Question 1
- In its annual report Driver Enterprises reported total debt of $560 and total assets of $2,919. Reviewing a footnote you have found that the company has ten years of operating lease obligations of $25 per year. The company faces a cost of debt of 5%. Calculate the debt ratio for the company after incorporating the lease obligations using the present value method. Present your answer in percentage terms, rounded to two decimal places, e.g., 20.00%.
10 points
Question 2
- In a footnote on its 2017 annual report Hewlett Packard reported the following operating lease obligations (in $ millions):
Year | Amount |
2018 | 9,171 |
2019 | 7,517 |
2020 | 6,975 |
2021 | 5,937 |
2022 | 4,275 |
- Calculate the present value of the future operating lease obligations, assuming a discount rate of 7%.
10 points
Question 3
- Driver Enterprises reports 2017 earnings before interest and taxes (EBIT) of $688,716 and interest expense of $66,567. The company explained in a footnote that included in the operating expenses reported on the income statement were operating lease rental expenses of $170,605. The company reported in a separate footnote that it had capitalized interest of $8,353 during the year.

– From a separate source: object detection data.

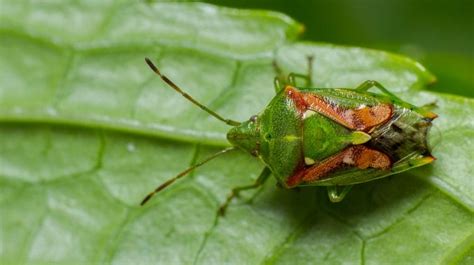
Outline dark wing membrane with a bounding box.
[298,89,434,186]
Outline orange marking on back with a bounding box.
[344,104,393,131]
[286,145,392,184]
[304,94,351,127]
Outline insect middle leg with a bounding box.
[218,167,271,216]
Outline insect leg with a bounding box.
[272,59,286,94]
[273,77,283,94]
[327,185,352,202]
[355,80,438,119]
[286,145,392,187]
[218,167,272,216]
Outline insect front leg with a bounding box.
[355,80,438,119]
[218,167,272,216]
[327,185,352,202]
[273,55,314,93]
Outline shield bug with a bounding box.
[141,57,437,214]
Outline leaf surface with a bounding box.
[0,1,474,264]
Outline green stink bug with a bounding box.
[141,57,437,214]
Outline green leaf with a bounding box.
[0,1,474,264]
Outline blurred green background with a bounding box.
[206,0,474,97]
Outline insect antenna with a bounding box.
[140,147,236,206]
[145,58,240,126]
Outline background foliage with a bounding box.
[0,0,474,264]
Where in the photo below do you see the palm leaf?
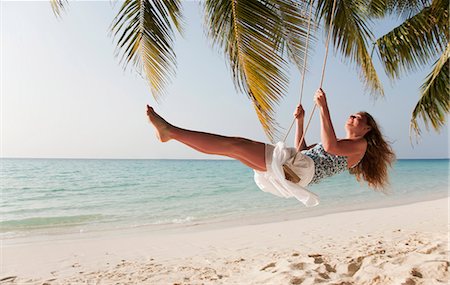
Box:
[272,0,315,70]
[376,0,448,79]
[368,0,431,20]
[316,0,384,95]
[411,44,450,135]
[205,0,310,141]
[50,0,67,17]
[111,0,181,100]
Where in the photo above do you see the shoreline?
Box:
[0,197,450,284]
[2,193,450,246]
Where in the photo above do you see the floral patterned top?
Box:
[301,143,348,184]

Calculate the interest coverage ratio. Present your answer rounded to two decimal places, e.g., 20.00.
10 points
Question 4
- In a footnote on its 2017 annual report Hewlett Packard reported the following operating lease obligations (in $ millions):
Year | Amount |
2018 | 10,003 |
2019 | 9,644 |
2020 | 7,670 |
2021 | 5,608 |
2022 | 2,000 |
After 2022 | 8,000 |
- Calculate the present value of the future operating lease obligations, assuming a discount rate of 11%.
10 points
Question 5
- Driver Enterprises reports 2017 earnings before interest and taxes (EBIT) of $367,602 and interest expense of $27,429. The company explained in a footnote that included in the operating expenses reported on the income statement were operating lease rental expenses of $173,492. The present value of the company’s future operating lease obligations has been determined to be $769,707, based on footnote data and a discount rate of 8%. Calculate the fixed charge coverage ratio after incorporating the impact of the operating leases using the present value method. Present your answer rounded to two decimal places, e.g., 20.00.
10 points
Question 6
- Driver Enterprises reports 2017 earnings before interest and taxes (EBIT) of $522,530 and interest expense of $47,578. The company explained in a footnote that included in the operating expenses reported on its income statement were operating lease rental expenses of $147,000. The present value of the company’s future lease obligations has been determined to be $737,996, based on footnote data and a discount rate of 8%. Calculate the fixed charge coverage ratio after incorporating the impact of the operating leases using the 1/3-2/3 method. Present your answer rounded to two decimal places, e.g., 20.00.
10 points
Question 7
- In a footnote on its 2017 annual report Hewlett Packard reported the following operating lease obligations (in $ millions):
Year | Amount |
2018 | 10,466 |
2019 | 8,683 |
2020 | 6,417 |
2021 | 4,637 |
2022 | 3,115 |
After 2022 | 18,667 |
- Calculate the present value of the future operating lease obligations, assuming a discount rate of 8%.
10 points
Question 8
- Driver Enterprises reports 2017 earnings before interest and taxes (EBIT) of $711,090 and interest expense of $44,082. The company reported in a footnote that included in the operating expenses reported on the income statement were operating lease rental expenses of $126,000. It also reported the interest expenses of $30,036 were capitalized. The present value of the company’s future lease obligations has been determined to be $355,224, based on footnote data and a discount rate of 7%. Calculate the fixed charge coverage ratio after incorporating the impact of the operating leases using the 1/3-2/3 method. Present your answer rounded to two decimal places, e.g., 20.00.
10 points
Question 9
- In its annual report Driver Enterprises reported total debt of $520 and total assets of $2,168. In a footnote, the company also reported that it had future operating lease obligations of $187 per yearfor each of the next 6 years. The firm pays 9% on its debt financing. Using the 1/3-2/3 methodology, what would be the debt ratio of the firm after incorporating the impact of the operating leases? Present your answer in percentage terms, rounded to two decimal places, e.g., 20.00%.
10 points
Question 10
- In its annual report Driver Enterprises reported total debt of $815 and total assets of $1,797. Reviewing its footnote,you have determined that the present value of its future lease obligations to be $784. What would be the debt ratio of the firm after incorporating the impact of the operating leases? Present your answer in percentage terms, rounded to two decimal places, e.g., 20.00%.